2018-02-28search: use different Enquire object for skeleton queries
A different Xapian DB requires the use of a different Enquire object. This is necessary for get_thread and thread skeleton to work in the PSGI UI.
2018-02-28search: reopen skeleton DB as well
Any Xapian DB is subject to the same errors and retries. Perhaps in the future this can made more granular to avoid unnecessary reopens.
2018-02-28v2/ui: retry DB reopens in a few more places
Relying more on Xapian requires retrying reopens in more places to ensure it does not fall down and show errors to the user.
2018-02-28v2/ui: some hacky things to get the PSGI UI to show up
Fortunately, Xapian multiple database support makes things easier but we still need to handle the skeleton DB separately.

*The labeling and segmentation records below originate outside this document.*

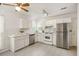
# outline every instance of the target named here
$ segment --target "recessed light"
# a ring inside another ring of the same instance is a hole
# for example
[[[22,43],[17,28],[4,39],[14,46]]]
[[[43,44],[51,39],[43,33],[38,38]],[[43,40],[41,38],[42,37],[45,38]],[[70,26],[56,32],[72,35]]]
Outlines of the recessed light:
[[[61,8],[60,10],[65,10],[65,9],[67,9],[67,7],[63,7],[63,8]]]

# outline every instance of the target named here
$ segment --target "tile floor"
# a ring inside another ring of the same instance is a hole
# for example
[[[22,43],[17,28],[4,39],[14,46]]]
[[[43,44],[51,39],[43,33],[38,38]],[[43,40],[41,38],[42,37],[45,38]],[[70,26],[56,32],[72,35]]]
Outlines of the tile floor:
[[[55,46],[50,46],[43,43],[35,43],[24,49],[18,50],[15,53],[6,51],[0,54],[0,56],[76,56],[77,51],[75,49],[61,49]]]

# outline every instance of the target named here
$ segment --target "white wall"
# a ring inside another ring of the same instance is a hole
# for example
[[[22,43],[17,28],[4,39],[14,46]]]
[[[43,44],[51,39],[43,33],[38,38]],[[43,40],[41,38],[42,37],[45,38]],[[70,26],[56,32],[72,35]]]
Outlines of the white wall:
[[[77,55],[79,56],[79,4],[77,6]]]
[[[27,20],[26,15],[16,12],[13,7],[0,7],[0,15],[4,16],[4,49],[9,49],[9,36],[20,28],[20,19]],[[25,16],[24,16],[25,15]]]

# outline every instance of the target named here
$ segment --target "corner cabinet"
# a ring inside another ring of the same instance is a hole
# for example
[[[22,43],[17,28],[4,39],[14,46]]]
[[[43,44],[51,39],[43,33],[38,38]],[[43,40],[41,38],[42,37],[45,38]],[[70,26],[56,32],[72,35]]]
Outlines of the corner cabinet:
[[[29,35],[10,37],[10,50],[15,52],[29,45]]]

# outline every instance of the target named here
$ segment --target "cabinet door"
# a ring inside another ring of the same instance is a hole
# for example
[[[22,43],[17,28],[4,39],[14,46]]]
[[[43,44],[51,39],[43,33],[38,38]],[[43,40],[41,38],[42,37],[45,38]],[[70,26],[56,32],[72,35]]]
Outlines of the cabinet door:
[[[25,46],[29,45],[29,36],[25,36],[24,45]]]
[[[15,39],[15,50],[21,49],[24,47],[24,39],[22,37],[18,37]]]

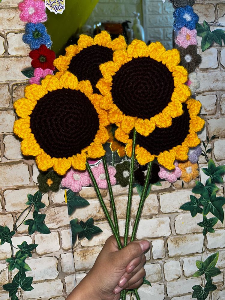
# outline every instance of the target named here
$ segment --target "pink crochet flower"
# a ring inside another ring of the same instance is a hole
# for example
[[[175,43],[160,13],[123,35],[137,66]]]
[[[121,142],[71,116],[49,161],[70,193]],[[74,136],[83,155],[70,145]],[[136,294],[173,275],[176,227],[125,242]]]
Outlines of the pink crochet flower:
[[[186,27],[182,27],[179,34],[175,38],[175,42],[178,46],[187,48],[189,45],[197,45],[197,31],[190,30]]]
[[[108,170],[111,184],[112,185],[115,185],[116,183],[116,179],[115,177],[116,172],[116,169],[112,166],[108,166]],[[92,171],[98,187],[100,188],[107,188],[108,185],[103,163],[101,163],[98,166],[93,167],[92,169]]]
[[[34,71],[33,77],[31,77],[29,80],[29,83],[31,84],[36,83],[36,84],[40,84],[42,79],[45,78],[46,76],[49,74],[53,75],[53,72],[50,69],[46,69],[43,70],[41,68],[36,68]]]
[[[169,182],[172,183],[176,181],[177,178],[181,176],[181,170],[178,166],[178,163],[176,160],[174,162],[175,168],[170,170],[164,167],[160,166],[160,170],[159,172],[159,176],[161,179],[165,179]]]
[[[61,182],[62,186],[70,188],[75,193],[81,190],[82,187],[87,187],[91,183],[87,171],[75,171],[72,168],[68,172]]]
[[[21,12],[20,18],[23,22],[36,23],[47,20],[43,0],[24,0],[18,4],[18,7]]]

2018-02-22v2: parallelize Xapian indexing
The parallelization requires splitting Msgmap, text+term indexing, and thread-linking out into separate processes. git-fast-import is fast, so we don't bother parallelizing it. Msgmap (SQLite) and thread-linking (Xapian) must be serialized because they rely on monotonically increasing numbers (NNTP article number and internal thread_id, respectively). We handle msgmap in the main process which drives fast-import. When the article number is retrieved/generated, we write the entire message to per-partition subprocesses via pipes for expensive text+term indexing. When these per-partition subprocesses are done with the expensive text+term indexing, they write SearchMsg (small data) to a shared pipe (inherited from the main V2Writable process) back to the threader, which runs its own subprocess. The number of text+term Xapian partitions is chosen at import and can be made equal to the number of cores in a machine. V2Writable --> Import -> git-fast-import \-> SearchIdxThread -> Msgmap (synchronous) \-> SearchIdxPart[n] -> SearchIdx[*] \-> SearchIdxThread -> SearchIdx ("threader", a subprocess) [* ] each subprocess writes to threader
2018-02-20v2: support Xapian + SQLite indexing
This is too slow, currently. Working with only 2017 LKML archives: git-only: ~1 minute git + SQLite: ~12 minutes git+Xapian+SQlite: ~45 minutes So yes, it looks like we'll need to parallelize Xapian indexing, at least.